С одной стороны, именно такой стержень спектакля - личность Ставрогина - безусловно точен. Роман «Бесы» - это роман героя. Как писал Николай Бердяев, отзываясь философским эссе на постановку «Бесов» в Художественном театре почти столетие тому назад: «Поистине все в «Бесах» есть лишь судьба Ставрогина, история души человека, его бесконечных стремлений, его созданий и его гибели».
С другой же стороны, для спектакля Олега Ларченко, основной упор на личность главного героя послужил причиной несовершенств постановки, о которых позже…

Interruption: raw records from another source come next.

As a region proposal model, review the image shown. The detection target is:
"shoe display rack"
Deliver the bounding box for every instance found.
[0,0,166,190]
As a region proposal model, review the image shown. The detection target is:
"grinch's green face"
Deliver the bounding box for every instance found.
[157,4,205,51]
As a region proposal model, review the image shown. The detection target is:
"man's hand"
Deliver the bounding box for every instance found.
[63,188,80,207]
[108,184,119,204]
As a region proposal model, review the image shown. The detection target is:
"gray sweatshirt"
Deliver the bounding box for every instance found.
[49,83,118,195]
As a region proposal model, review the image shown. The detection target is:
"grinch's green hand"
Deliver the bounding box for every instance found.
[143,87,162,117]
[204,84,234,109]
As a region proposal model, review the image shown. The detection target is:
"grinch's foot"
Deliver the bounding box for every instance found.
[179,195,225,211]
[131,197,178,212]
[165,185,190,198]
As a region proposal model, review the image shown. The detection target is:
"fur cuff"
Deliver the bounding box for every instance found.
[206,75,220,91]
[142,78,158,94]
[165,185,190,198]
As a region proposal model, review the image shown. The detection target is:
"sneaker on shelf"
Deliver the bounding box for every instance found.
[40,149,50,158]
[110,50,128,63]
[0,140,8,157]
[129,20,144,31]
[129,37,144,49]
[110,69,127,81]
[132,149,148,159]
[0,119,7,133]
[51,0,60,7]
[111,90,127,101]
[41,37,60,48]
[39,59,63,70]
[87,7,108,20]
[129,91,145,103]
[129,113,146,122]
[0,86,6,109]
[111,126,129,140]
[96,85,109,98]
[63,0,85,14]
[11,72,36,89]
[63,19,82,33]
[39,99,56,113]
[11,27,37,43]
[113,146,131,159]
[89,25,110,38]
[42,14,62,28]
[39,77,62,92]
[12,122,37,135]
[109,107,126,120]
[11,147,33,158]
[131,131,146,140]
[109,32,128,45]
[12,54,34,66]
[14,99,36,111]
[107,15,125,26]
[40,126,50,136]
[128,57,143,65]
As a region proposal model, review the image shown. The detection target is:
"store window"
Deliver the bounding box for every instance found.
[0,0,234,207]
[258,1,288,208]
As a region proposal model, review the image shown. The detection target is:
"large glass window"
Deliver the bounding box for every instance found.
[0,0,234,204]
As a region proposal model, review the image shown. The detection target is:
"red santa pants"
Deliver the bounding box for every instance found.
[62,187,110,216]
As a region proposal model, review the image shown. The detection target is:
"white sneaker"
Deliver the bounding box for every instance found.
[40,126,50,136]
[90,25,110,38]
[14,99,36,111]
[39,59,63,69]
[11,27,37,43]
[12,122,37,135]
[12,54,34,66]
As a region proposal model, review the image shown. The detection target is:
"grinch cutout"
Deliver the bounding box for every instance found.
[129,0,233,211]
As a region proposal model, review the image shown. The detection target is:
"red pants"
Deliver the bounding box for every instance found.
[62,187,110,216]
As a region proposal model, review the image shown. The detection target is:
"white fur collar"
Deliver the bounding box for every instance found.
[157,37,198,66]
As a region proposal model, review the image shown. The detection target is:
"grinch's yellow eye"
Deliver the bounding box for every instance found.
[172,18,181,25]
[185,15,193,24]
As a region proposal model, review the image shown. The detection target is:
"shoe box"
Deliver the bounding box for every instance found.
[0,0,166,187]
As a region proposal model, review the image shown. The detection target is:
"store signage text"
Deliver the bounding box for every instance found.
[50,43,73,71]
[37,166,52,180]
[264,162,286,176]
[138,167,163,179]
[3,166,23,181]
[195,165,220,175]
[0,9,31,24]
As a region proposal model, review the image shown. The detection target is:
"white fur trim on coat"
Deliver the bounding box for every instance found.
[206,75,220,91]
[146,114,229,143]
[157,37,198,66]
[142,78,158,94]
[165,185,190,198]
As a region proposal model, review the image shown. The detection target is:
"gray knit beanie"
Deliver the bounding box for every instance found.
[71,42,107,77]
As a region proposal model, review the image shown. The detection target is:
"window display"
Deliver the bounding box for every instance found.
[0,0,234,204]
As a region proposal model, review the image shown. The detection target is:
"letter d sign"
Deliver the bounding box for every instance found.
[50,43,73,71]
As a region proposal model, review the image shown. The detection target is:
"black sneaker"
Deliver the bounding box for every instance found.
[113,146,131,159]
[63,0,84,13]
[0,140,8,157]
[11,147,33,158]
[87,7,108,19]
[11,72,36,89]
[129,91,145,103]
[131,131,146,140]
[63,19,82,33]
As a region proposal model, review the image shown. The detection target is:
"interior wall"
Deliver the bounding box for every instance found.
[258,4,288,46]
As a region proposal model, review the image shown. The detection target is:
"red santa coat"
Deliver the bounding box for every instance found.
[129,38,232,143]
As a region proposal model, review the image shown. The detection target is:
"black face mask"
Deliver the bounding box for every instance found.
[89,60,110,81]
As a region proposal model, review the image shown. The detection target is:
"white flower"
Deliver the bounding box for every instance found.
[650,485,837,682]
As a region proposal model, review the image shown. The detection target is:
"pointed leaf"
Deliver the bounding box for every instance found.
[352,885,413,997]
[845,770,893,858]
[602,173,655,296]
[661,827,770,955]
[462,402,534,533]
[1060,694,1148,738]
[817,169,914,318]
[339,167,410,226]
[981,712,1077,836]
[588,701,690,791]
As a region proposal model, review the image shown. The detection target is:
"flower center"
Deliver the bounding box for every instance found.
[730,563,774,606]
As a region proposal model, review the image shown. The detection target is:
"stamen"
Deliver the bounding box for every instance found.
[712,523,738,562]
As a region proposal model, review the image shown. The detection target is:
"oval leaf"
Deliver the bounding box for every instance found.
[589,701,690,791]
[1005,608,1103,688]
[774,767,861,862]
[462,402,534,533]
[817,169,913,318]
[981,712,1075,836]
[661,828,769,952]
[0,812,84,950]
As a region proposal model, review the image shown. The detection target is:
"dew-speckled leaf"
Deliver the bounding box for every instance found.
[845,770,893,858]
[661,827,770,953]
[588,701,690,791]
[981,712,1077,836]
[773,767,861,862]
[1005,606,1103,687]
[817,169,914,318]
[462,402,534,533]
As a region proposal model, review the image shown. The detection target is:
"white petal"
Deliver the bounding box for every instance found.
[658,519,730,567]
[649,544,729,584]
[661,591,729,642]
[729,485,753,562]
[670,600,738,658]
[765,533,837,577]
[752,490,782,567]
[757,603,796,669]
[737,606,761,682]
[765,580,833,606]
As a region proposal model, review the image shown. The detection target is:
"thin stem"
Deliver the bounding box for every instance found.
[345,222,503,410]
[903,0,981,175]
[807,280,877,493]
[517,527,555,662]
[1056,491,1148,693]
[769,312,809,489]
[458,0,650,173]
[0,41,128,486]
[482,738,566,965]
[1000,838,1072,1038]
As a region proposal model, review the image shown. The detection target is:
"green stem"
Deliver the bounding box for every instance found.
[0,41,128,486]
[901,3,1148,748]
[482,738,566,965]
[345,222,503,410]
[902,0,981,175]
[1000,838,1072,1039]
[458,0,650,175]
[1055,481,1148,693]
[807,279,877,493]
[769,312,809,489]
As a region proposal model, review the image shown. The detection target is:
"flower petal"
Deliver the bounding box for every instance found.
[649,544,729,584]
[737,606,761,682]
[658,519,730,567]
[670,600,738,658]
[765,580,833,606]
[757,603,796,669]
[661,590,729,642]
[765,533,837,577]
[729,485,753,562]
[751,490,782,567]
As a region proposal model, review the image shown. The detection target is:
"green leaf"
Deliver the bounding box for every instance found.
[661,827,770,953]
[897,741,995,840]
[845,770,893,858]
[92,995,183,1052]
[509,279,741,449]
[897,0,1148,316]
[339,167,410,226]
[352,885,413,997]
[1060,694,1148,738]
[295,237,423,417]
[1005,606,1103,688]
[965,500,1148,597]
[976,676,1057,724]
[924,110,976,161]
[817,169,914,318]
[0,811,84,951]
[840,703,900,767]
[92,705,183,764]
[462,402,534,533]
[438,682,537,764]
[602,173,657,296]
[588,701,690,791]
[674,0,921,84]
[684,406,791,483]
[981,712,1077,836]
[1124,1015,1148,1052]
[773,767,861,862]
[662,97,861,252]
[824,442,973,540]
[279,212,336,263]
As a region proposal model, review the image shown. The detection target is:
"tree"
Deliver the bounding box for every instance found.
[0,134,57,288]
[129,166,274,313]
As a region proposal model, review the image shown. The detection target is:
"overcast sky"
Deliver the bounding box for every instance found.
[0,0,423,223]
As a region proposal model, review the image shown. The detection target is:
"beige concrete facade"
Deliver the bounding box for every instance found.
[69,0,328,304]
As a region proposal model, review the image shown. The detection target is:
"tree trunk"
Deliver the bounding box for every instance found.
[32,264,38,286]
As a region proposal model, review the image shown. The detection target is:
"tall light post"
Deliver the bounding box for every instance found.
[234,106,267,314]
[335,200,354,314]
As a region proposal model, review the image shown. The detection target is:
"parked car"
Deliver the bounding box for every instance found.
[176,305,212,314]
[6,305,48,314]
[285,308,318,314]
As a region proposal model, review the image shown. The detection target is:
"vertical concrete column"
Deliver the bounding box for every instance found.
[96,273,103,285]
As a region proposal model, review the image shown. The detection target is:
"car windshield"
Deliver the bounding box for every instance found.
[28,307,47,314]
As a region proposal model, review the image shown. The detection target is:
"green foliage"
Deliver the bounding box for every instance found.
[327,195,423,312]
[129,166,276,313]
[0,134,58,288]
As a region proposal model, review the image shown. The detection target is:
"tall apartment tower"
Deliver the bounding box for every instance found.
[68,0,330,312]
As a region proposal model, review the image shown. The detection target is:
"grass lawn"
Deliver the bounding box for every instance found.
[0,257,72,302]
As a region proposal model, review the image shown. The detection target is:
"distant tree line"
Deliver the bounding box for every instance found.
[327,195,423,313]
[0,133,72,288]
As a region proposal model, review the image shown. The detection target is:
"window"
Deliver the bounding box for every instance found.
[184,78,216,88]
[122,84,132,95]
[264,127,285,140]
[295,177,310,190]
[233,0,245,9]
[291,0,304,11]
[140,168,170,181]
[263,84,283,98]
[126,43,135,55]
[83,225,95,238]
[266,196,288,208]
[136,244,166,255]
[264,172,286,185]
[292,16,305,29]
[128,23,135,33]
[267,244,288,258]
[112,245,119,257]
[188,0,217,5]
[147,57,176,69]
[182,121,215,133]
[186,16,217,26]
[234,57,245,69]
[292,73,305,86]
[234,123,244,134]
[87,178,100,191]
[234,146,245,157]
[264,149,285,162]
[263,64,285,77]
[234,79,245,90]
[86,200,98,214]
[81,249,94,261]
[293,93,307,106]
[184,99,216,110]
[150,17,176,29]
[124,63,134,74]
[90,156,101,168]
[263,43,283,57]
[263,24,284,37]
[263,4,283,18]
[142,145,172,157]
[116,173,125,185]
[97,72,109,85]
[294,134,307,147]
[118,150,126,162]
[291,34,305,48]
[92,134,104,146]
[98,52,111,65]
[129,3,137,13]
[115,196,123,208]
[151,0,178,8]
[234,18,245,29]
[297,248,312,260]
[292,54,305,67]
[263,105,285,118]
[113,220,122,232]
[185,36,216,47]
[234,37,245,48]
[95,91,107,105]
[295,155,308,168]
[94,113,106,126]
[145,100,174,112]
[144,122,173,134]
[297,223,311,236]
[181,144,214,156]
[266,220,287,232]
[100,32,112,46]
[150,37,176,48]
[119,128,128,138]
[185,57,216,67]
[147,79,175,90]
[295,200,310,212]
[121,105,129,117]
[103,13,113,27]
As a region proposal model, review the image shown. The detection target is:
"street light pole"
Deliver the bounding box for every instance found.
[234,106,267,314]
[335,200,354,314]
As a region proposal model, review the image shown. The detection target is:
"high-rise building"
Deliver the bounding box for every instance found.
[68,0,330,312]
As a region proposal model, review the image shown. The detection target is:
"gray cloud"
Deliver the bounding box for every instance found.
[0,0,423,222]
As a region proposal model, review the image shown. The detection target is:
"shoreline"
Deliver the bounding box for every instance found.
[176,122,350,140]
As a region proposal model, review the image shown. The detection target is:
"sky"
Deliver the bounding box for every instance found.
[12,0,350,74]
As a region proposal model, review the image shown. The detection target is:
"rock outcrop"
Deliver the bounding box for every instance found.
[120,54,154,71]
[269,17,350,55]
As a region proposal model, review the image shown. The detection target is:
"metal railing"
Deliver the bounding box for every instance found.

Остроумная сценография художника Веры Никольской многофункциональна и смыслово наполнена. Роль задника выполняет стена из простых деревянных табуреток (слева - ровно одна над другой, ближе к правому верхнему краю - в хаотическом беспорядке), на авансцене еще одна, на неё и сядет Ставрогин при первом своем монологе. Табуретки - непременный и первый предмет сценографии студенческих спектаклей, но здесь он не только потому. Сразу после первого монолога Ставрогина остальные герои спектакля переместят немало табуреток из задника на сцену. Каждой новой картине будет соответствовать новая табуреточная конструкция, где-то напоминающая приметы городка или интерьера, а где-то превращающаяся уже в исключительно сценографически воплощенную метафору. Табуретка - простой и суровый лейтмотив спектакля, у неё много жертв - вешаются герои «Бесов», забираясь на табуретки. И так много этих табуреток, как много людей, убивших в себе Бога. Ставрогин в том числе. А первой была Матрёша.
Чистая девочка, загубленная Ставрогиным душа, она (актриса - Анастасия Сагунова) привидением гуляет по сцене, звонит в колокольчик (обозначая новую смерть), играет кое с кем (с помешанными - Хромоножкой, Кирилловым, да и самим Ставрогиным), голосок ее читает в начале второго акта «Бесов» Пушкина (эпиграф романа). Её табуретка и её кулачок служат началом и концом спектакля. Что тоже очень верно, ведь роман «Бесы» начинается со смерти Ставрогина, а заключительный его аккорд - его предсмертная «исповедь». Исповедь о смерти Матрёши. Исповедь о «смерти» Бога.
Так, исповедью Ставрогина начинается и заканчивается спектакль. Артемию Николаеву выпала на долю нелёгкая задача. Целый спектакль в три часа вести труднейшую по глубине, накалу, противоречивости роль. Ставрогин, пожалуй, единственный герой Достоевского не воплощающий никакой конкретной идеи. Николай Бердяев, в том же эссе, ярко обозначает образ Ставрогина в романе - это всего лишь посмертная маска, уже лишенная тех страстей и талантов, какими обладал Ставрогин при жизни. А узнать о них, о его талантах, его страстях, грехах и бесах, мы можем уже не на маску эту глядя, а на всех тех, кто окружает его. Потому что они и есть - его отражения, те, в кого вошли его бесы.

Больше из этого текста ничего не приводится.